Rosjanie mieli zakaz, a jednak! Dostaną mistrzostwa świata. "Niemożliwe"

Międzynarodowa Federacja Piłki Siatkowej potwierdziła, że przyszłoroczne mistrzostwa świata mężczyzn odbędą się w Rosji. Mimo że zgodnie z wyrokiem Trybunału Arbitrażowego do spraw Sportu w Lozannie Rosjanie mają zakaz organizowania imprez rangi mistrzostw świata. Jak to możliwe? Sport.pl poprosił o komentarz Światową Agencję Antydopingową.

- Za to, że Rosjanie najpierw zostali złapani na wieloletnim dopingowaniu sportowców, a potem złapani na tuszowaniu swoich oszustw, zostali jako recydywiści skazani na najsurowszą karę zbiorową w historii sportu: przez dwa lata, do grudnia 2022, żadna rosyjska reprezentacja i żaden rosyjski sportowiec nie może wystartować pod własną flagą i przy dźwiękach rosyjskiego hymnu w żadnych igrzyskach i w żadnych mistrzostwach świata - tłumaczył Paweł Wilkowicz z portalu Sport.pl.

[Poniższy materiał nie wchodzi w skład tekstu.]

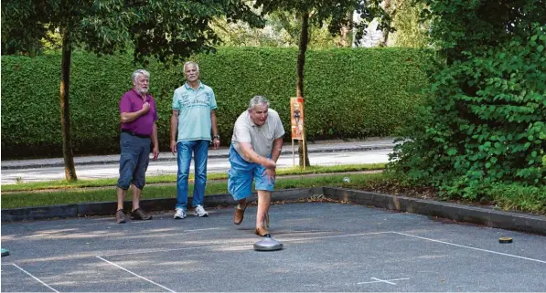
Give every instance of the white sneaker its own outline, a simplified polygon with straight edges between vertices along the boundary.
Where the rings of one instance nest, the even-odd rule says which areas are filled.
[[[177,213],[175,214],[175,219],[183,219],[186,217],[186,211],[179,207],[177,207],[175,210],[177,211]]]
[[[205,211],[205,208],[203,208],[203,205],[198,204],[198,206],[196,206],[196,212],[195,212],[194,215],[209,216],[209,213],[207,213],[207,211]]]

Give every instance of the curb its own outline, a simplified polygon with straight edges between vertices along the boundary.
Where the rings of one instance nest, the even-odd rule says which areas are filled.
[[[315,194],[323,194],[323,188],[295,188],[273,191],[272,194],[275,200],[297,200],[309,198]],[[188,203],[191,203],[188,196]],[[256,201],[256,194],[249,198]],[[124,212],[131,212],[131,201],[124,202]],[[231,194],[223,194],[205,196],[207,206],[234,206],[237,202]],[[174,211],[177,198],[144,199],[140,206],[147,212]],[[2,209],[2,222],[21,222],[49,219],[66,219],[95,215],[112,215],[117,209],[117,202],[102,202],[91,204],[73,204],[51,206],[23,207],[15,209]]]
[[[273,192],[273,195],[275,197],[274,201],[305,199],[316,194],[323,194],[332,200],[384,208],[391,211],[437,216],[493,228],[546,235],[546,217],[528,214],[496,211],[483,207],[334,187],[298,188]],[[254,194],[250,197],[250,200],[255,201],[256,194]],[[176,198],[148,199],[142,200],[141,206],[150,212],[168,211],[173,209],[176,202]],[[188,200],[189,202],[191,201]],[[227,194],[205,196],[205,204],[208,206],[232,206],[235,204],[236,202],[231,195]],[[130,205],[131,201],[125,202],[125,212],[130,212],[130,209],[127,209]],[[104,202],[3,209],[2,222],[112,215],[116,207],[116,202]]]
[[[324,194],[333,200],[347,201],[351,204],[546,235],[546,217],[544,216],[343,188],[325,187]]]
[[[308,153],[312,152],[355,152],[355,151],[379,151],[379,150],[392,150],[393,145],[369,145],[369,146],[348,146],[339,147],[336,149],[316,149],[308,150]],[[297,149],[295,151],[297,153]],[[281,154],[291,154],[292,151],[283,151]],[[209,158],[229,158],[228,153],[209,153]],[[75,162],[75,166],[84,165],[101,165],[101,164],[111,164],[119,163],[119,159],[116,160],[104,160],[104,161],[89,161],[89,162]],[[157,162],[177,162],[177,157],[159,157]],[[19,165],[2,165],[0,170],[20,170],[20,169],[35,169],[35,168],[50,168],[50,167],[64,167],[64,162],[48,162],[48,163],[27,163]]]

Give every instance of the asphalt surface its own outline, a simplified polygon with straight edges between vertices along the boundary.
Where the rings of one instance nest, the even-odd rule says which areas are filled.
[[[356,163],[386,163],[389,162],[389,153],[392,150],[373,151],[345,151],[338,152],[314,152],[309,155],[313,165],[327,166]],[[171,153],[164,154],[172,156]],[[297,154],[296,154],[297,155]],[[295,163],[298,163],[297,159]],[[190,172],[194,172],[194,163],[190,165]],[[277,161],[279,168],[291,168],[294,165],[292,154],[282,154]],[[80,165],[76,167],[78,179],[104,179],[119,176],[119,162]],[[211,157],[207,162],[207,173],[225,173],[230,169],[227,158]],[[178,170],[175,161],[150,162],[146,176],[176,174]],[[16,183],[44,182],[65,180],[64,167],[43,167],[33,169],[2,170],[2,184],[15,184]]]
[[[294,152],[297,160],[297,141],[294,141]],[[372,150],[390,150],[394,147],[394,140],[391,138],[369,138],[364,141],[319,141],[316,142],[307,143],[308,152],[358,152],[358,151],[372,151]],[[209,158],[227,158],[229,148],[220,147],[218,150],[209,150]],[[284,143],[283,145],[282,153],[293,153],[292,144]],[[102,156],[79,156],[74,157],[74,164],[80,165],[97,165],[104,163],[118,163],[120,159],[119,154],[102,155]],[[169,152],[161,152],[159,155],[159,162],[177,162],[177,157],[173,156]],[[49,159],[35,159],[35,160],[3,160],[1,162],[2,170],[13,169],[32,169],[32,168],[48,168],[48,167],[62,167],[64,161],[62,158],[49,158]]]
[[[284,249],[257,252],[255,207],[116,225],[2,224],[2,291],[544,291],[546,237],[357,204],[273,205]],[[510,236],[511,244],[498,243]]]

Zobacz wideo Polscy siatkarze pokazali, jak wyglądają warunki w pokojach hotelowych w czasie Ligi Narodów

Pierwotnie Rosjanie zostali ukarani przez Światową Agencję Antydopingową (WADA) na cztery lata. Odwołali się do Trybunału Arbitrażowego do spraw Sportu w Lozannie (CAS), który skrócił karę do dwóch lat (orzeczenie 2020/O/6689). Kara obowiązuje prawie do końca 2022 roku. Obejmuje także zakaz organizowania imprez rangi mistrzostw świata, ubiegania się o takie imprezy, zakaz akredytowania na te imprezy rosyjskich działaczy i polityków. 

FIVB podjęło decyzję

Problem w tym, że w listopadzie 2018 Międzynarodowa Federacja Piłki Siatkowej (FIVB) przyznała Rosji prawo do organizacji kolejnych siatkarskich mistrzostw świata mężczyzn w 2022 roku. Impreza ma się odbyć w dniach 26 sierpnia - 11 września. W terminie, w którym zgodnie z wyrokiem Trybunału w Lozannie Rosjanie nie mogą organizować podobnych zawodów. Mimo to władze światowej siatkówki zdecydowały się właśnie potwierdzić, że nie zmienią gospodarza turnieju. To Rosja ma zorganizować najbliższy siatkarski mundial. 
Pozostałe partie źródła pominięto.